My newest Christmas story Tomte is now available on Amazon!
RYAN ANDERSON has known something was wrong since he was a teenager. He’s been tormented by a sense of emptiness and loss—but what did he lose? He has no idea. Then a mysterious man appears, calling himself Tomte, a Swedish word Ryan remembers hearing from his grandmother in his childhood.
It means “Christmas elf.”
With the help of his older brother and his nine-year-old niece, Ryan begins a journey to discover what happened fifteen years ago, when he disappeared during a winter storm and didn’t reappear until spring. Not only has he forgotten those months, he’s forgotten the faithful dog who failed to come back with him.
As memories surface and impossible things happen all around him, Ryan senses Tomte, that beautiful man he’s inexplicably drawn to, is the key to everything—his past, his future, and his happiness.
Amazon Link: https://www.amazon.com/dp/B07KWLZ4YT/
Excerpt:
Ryan came to an intersection where the tracks went in two different directions, and he swore under his breath, struggling to sort it out while snowflakes flitted across his vision. A frantic bark to his left sent him in that direction, and after a few more twists and turns, he burst into an open circular area. There were no lights, but the overcast sky had the bluish-gray pall it often had on stormy nights and the snow on the ground reflected it back. Ryan could see, though barely. The music was louder here, and mixed with laughter and exuberant conversation—the sounds of a joyful gathering.
A mound rose from the earth in the center, about the height of a grown man and twice as wide—the same mound he’d dreamt of nearly every night since leaving the hospital, though in the dream it had been surrounded by forest, not a labyrinth of corn.
Tracks led to a sort of cave in the side of the mound—dog prints and what seemed less like deer hooves than human boot prints, though they were rapidly fading under a blanket of white.
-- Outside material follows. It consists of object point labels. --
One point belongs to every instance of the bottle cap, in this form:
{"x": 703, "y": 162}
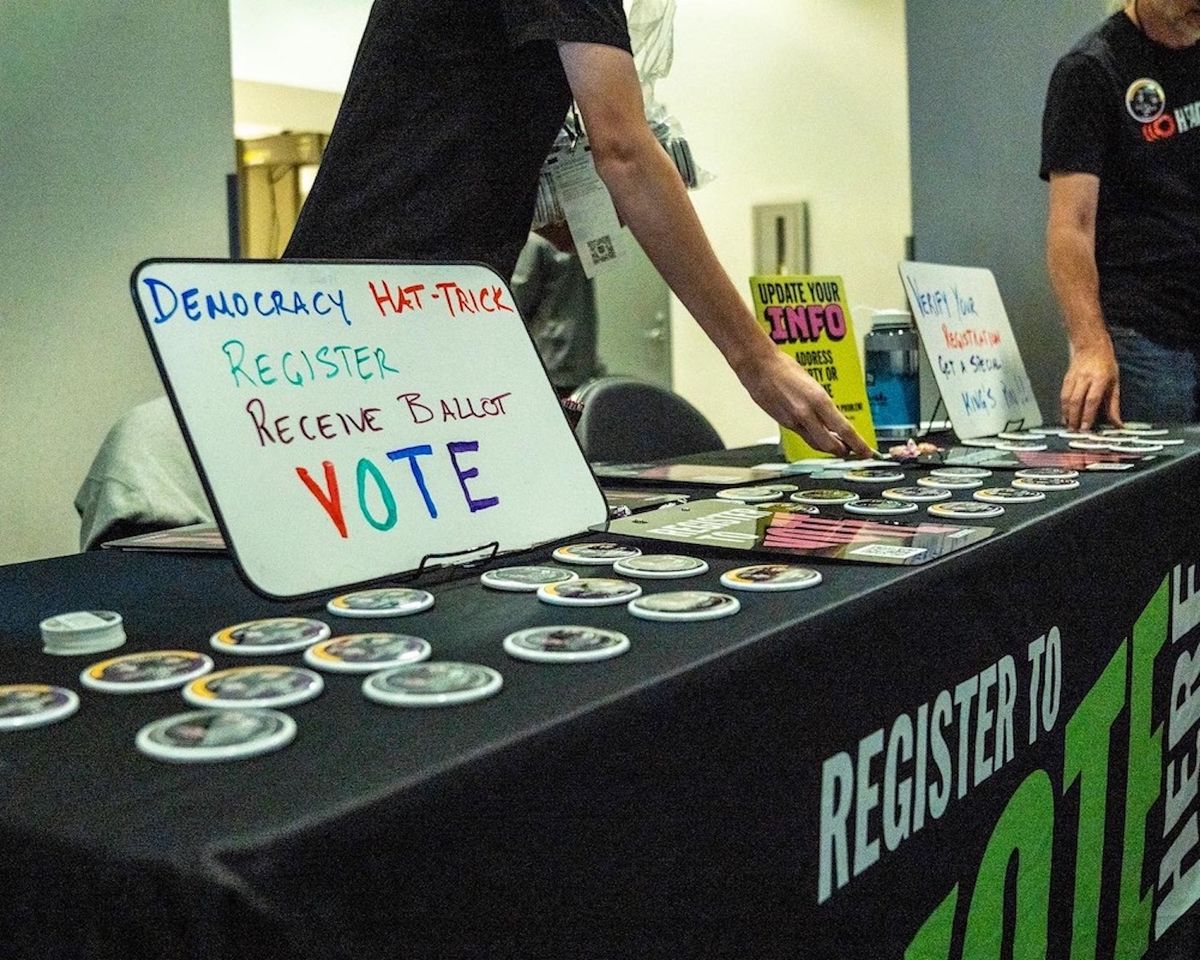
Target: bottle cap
{"x": 891, "y": 319}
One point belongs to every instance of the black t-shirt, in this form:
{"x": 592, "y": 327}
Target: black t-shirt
{"x": 447, "y": 119}
{"x": 1128, "y": 111}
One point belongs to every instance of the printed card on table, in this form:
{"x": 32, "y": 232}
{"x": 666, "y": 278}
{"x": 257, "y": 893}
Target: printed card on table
{"x": 809, "y": 319}
{"x": 970, "y": 345}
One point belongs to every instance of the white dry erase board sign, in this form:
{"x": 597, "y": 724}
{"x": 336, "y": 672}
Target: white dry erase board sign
{"x": 970, "y": 345}
{"x": 351, "y": 420}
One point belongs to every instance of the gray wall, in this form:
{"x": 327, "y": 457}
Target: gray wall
{"x": 115, "y": 137}
{"x": 977, "y": 78}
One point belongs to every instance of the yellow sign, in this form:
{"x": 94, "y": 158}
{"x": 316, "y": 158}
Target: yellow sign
{"x": 809, "y": 319}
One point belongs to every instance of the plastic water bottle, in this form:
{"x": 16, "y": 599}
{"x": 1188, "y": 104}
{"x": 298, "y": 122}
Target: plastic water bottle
{"x": 893, "y": 384}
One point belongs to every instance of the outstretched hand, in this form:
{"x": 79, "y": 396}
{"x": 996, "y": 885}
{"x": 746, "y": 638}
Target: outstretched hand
{"x": 1091, "y": 383}
{"x": 781, "y": 388}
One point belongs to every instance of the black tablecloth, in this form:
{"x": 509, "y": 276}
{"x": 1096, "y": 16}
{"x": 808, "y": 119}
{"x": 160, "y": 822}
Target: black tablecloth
{"x": 666, "y": 803}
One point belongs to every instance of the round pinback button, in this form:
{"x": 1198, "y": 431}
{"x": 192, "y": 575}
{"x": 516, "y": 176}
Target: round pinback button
{"x": 594, "y": 555}
{"x": 24, "y": 706}
{"x": 211, "y": 736}
{"x": 1044, "y": 473}
{"x": 366, "y": 653}
{"x": 525, "y": 579}
{"x": 965, "y": 510}
{"x": 948, "y": 483}
{"x": 753, "y": 495}
{"x": 382, "y": 601}
{"x": 145, "y": 672}
{"x": 960, "y": 473}
{"x": 881, "y": 508}
{"x": 589, "y": 592}
{"x": 867, "y": 475}
{"x": 684, "y": 605}
{"x": 917, "y": 495}
{"x": 771, "y": 576}
{"x": 1008, "y": 495}
{"x": 565, "y": 645}
{"x": 1044, "y": 483}
{"x": 823, "y": 497}
{"x": 435, "y": 683}
{"x": 245, "y": 688}
{"x": 269, "y": 636}
{"x": 660, "y": 567}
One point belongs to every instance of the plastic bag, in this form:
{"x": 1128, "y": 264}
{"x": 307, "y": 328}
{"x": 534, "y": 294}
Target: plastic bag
{"x": 652, "y": 37}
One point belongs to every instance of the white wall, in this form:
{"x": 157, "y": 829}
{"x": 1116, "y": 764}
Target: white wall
{"x": 792, "y": 100}
{"x": 115, "y": 138}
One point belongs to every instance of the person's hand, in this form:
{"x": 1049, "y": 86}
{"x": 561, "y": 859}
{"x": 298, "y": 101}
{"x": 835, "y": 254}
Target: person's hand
{"x": 1091, "y": 384}
{"x": 781, "y": 388}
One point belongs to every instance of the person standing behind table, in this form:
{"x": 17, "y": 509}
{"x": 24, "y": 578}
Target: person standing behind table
{"x": 1121, "y": 149}
{"x": 449, "y": 113}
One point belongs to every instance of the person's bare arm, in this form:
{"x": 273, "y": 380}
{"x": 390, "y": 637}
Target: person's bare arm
{"x": 1092, "y": 378}
{"x": 649, "y": 195}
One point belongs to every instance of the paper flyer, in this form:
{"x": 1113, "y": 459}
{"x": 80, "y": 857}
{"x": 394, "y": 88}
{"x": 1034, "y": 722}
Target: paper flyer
{"x": 809, "y": 319}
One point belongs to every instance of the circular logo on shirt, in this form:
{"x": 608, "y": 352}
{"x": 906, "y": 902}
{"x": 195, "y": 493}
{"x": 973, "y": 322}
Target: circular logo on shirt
{"x": 1145, "y": 100}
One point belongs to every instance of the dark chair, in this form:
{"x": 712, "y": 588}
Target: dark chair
{"x": 625, "y": 420}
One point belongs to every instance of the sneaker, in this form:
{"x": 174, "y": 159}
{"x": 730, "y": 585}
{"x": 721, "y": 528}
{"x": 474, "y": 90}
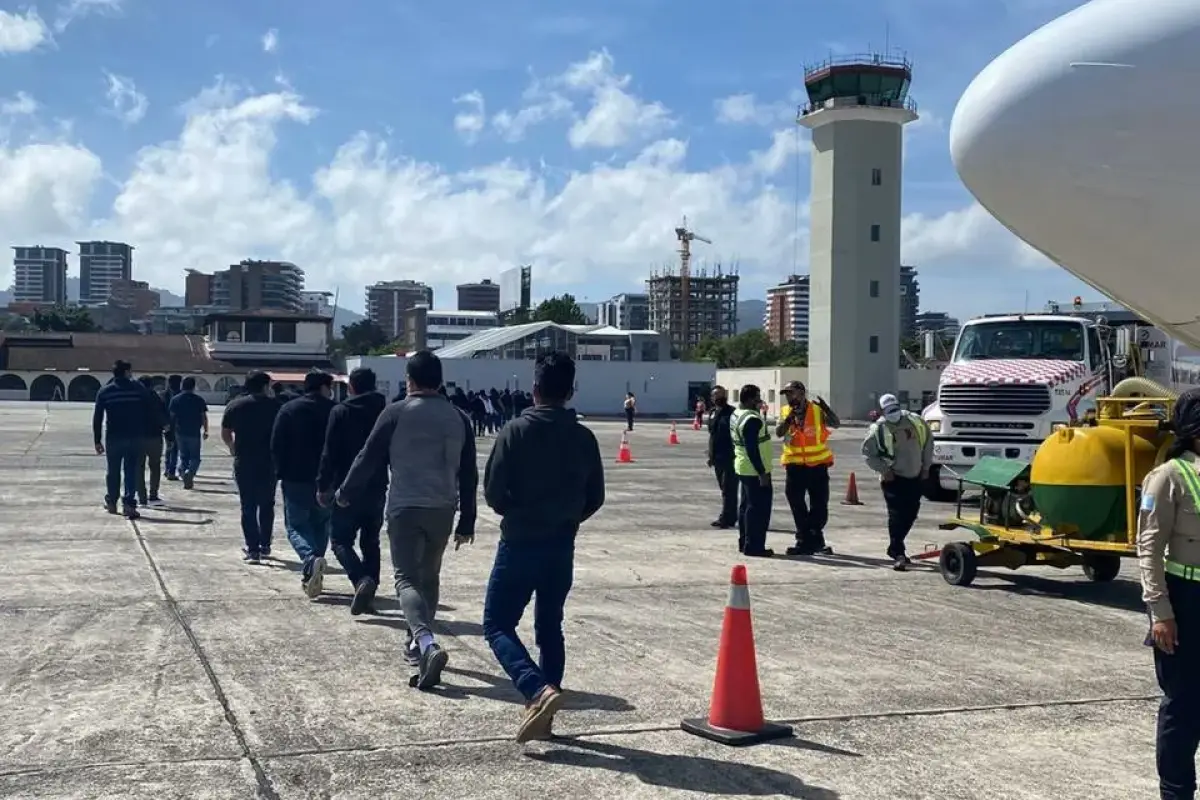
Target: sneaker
{"x": 431, "y": 665}
{"x": 540, "y": 716}
{"x": 364, "y": 593}
{"x": 316, "y": 581}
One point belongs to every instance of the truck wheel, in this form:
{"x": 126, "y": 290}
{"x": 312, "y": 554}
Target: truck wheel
{"x": 933, "y": 488}
{"x": 958, "y": 564}
{"x": 1101, "y": 569}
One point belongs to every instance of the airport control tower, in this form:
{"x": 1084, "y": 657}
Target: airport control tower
{"x": 857, "y": 109}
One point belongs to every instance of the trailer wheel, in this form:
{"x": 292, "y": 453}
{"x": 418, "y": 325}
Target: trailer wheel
{"x": 958, "y": 564}
{"x": 1102, "y": 569}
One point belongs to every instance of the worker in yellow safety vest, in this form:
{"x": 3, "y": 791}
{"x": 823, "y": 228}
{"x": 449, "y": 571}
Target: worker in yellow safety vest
{"x": 804, "y": 427}
{"x": 751, "y": 464}
{"x": 1169, "y": 557}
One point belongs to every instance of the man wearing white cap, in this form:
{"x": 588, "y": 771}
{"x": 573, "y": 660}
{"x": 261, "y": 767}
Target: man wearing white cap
{"x": 899, "y": 447}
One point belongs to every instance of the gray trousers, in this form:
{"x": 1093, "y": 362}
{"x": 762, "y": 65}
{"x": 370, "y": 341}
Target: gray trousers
{"x": 419, "y": 539}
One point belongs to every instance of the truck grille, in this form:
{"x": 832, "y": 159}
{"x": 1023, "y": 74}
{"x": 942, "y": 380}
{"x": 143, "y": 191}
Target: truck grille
{"x": 1002, "y": 400}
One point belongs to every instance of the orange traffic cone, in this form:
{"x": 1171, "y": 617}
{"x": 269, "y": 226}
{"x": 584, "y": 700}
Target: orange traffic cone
{"x": 624, "y": 455}
{"x": 735, "y": 714}
{"x": 851, "y": 498}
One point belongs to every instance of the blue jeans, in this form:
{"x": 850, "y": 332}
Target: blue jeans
{"x": 521, "y": 572}
{"x": 189, "y": 453}
{"x": 306, "y": 522}
{"x": 121, "y": 455}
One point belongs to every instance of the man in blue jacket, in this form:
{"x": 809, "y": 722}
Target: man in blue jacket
{"x": 544, "y": 479}
{"x": 297, "y": 441}
{"x": 349, "y": 425}
{"x": 118, "y": 428}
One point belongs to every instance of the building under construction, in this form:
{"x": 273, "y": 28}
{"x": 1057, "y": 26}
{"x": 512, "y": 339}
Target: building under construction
{"x": 691, "y": 306}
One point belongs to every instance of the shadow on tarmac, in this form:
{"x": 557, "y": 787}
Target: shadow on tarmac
{"x": 685, "y": 773}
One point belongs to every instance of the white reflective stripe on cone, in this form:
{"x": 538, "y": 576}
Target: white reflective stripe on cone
{"x": 739, "y": 597}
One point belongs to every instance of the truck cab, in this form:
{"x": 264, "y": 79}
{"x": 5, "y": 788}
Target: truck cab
{"x": 1011, "y": 382}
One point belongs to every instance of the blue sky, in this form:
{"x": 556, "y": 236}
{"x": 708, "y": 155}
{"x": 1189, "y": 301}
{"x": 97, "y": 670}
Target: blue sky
{"x": 402, "y": 139}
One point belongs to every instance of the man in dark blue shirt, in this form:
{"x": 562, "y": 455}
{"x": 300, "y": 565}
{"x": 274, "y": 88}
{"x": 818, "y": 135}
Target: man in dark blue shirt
{"x": 190, "y": 419}
{"x": 118, "y": 428}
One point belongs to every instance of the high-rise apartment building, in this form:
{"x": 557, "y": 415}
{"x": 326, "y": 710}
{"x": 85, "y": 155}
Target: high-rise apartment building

Ryan followed them. The opening in the mound was barely large enough for someone his size to crawl through. He stood at the entrance and peered inside. The ground inside sloped downward and then took a sharp turn to the right. Light flickered in the depths, as if a campfire burned just out of sight. He’d never seen this cave before, but a memory kept dancing away from him, maddeningly out of reach.
The sound of footsteps crunching on snow made him spin around. A large white shape emerged from a dark gap in the wall of corn. The stag. It walked purposefully toward him, and the nearer it came, the larger it loomed in his vision. Ryan had never seen a stag that size. He’d read about a seventeen-pointer called the “Emperor of Exmoor,” which stood seven feet tall, and this magnificent beast had to rival him.
Unlike in the dream, the stag didn’t run past Ryan. It drew near and was suddenly engulfed in a swirl of snow. When the snowflakes spun off into the night, Tomte was standing in its place, stark naked, his skin shimmering as if it were sprinkled with stardust. He walked barefoot through the snow as calmly as if it were a warm, summer evening. Without clothes, Tomte’s slim form was surprisingly muscular, though the beauty of his nude body was overshadowed by the antlers that sprang from his head, forming a magnificent crown of silver wider than his shoulders.
When he was near enough to touch Ryan, he asked, “Do you remember?”
Ryan’s head was full of a confused jumble of images, wonderful and awe-inspiring but also a bit frightening. “I… I’m not sure.” His gaze traveled down Tomte’s trim torso, unable to escape a strange sense of familiarity, as if he’d once rubbed a thumb over Tomte’s nipples and caressed the ripples of his abdomen. The thick, uncut flesh between Tomte’s thighs… yes, that was familiar too.
Self-conscious now, he forced himself to look into the man’s face. There were sparks in Tomte’s eyes. They were clearly visible in the darkness that surrounded them—tiny flickers in the depths of his pupils. Ryan could gaze into those eyes forever.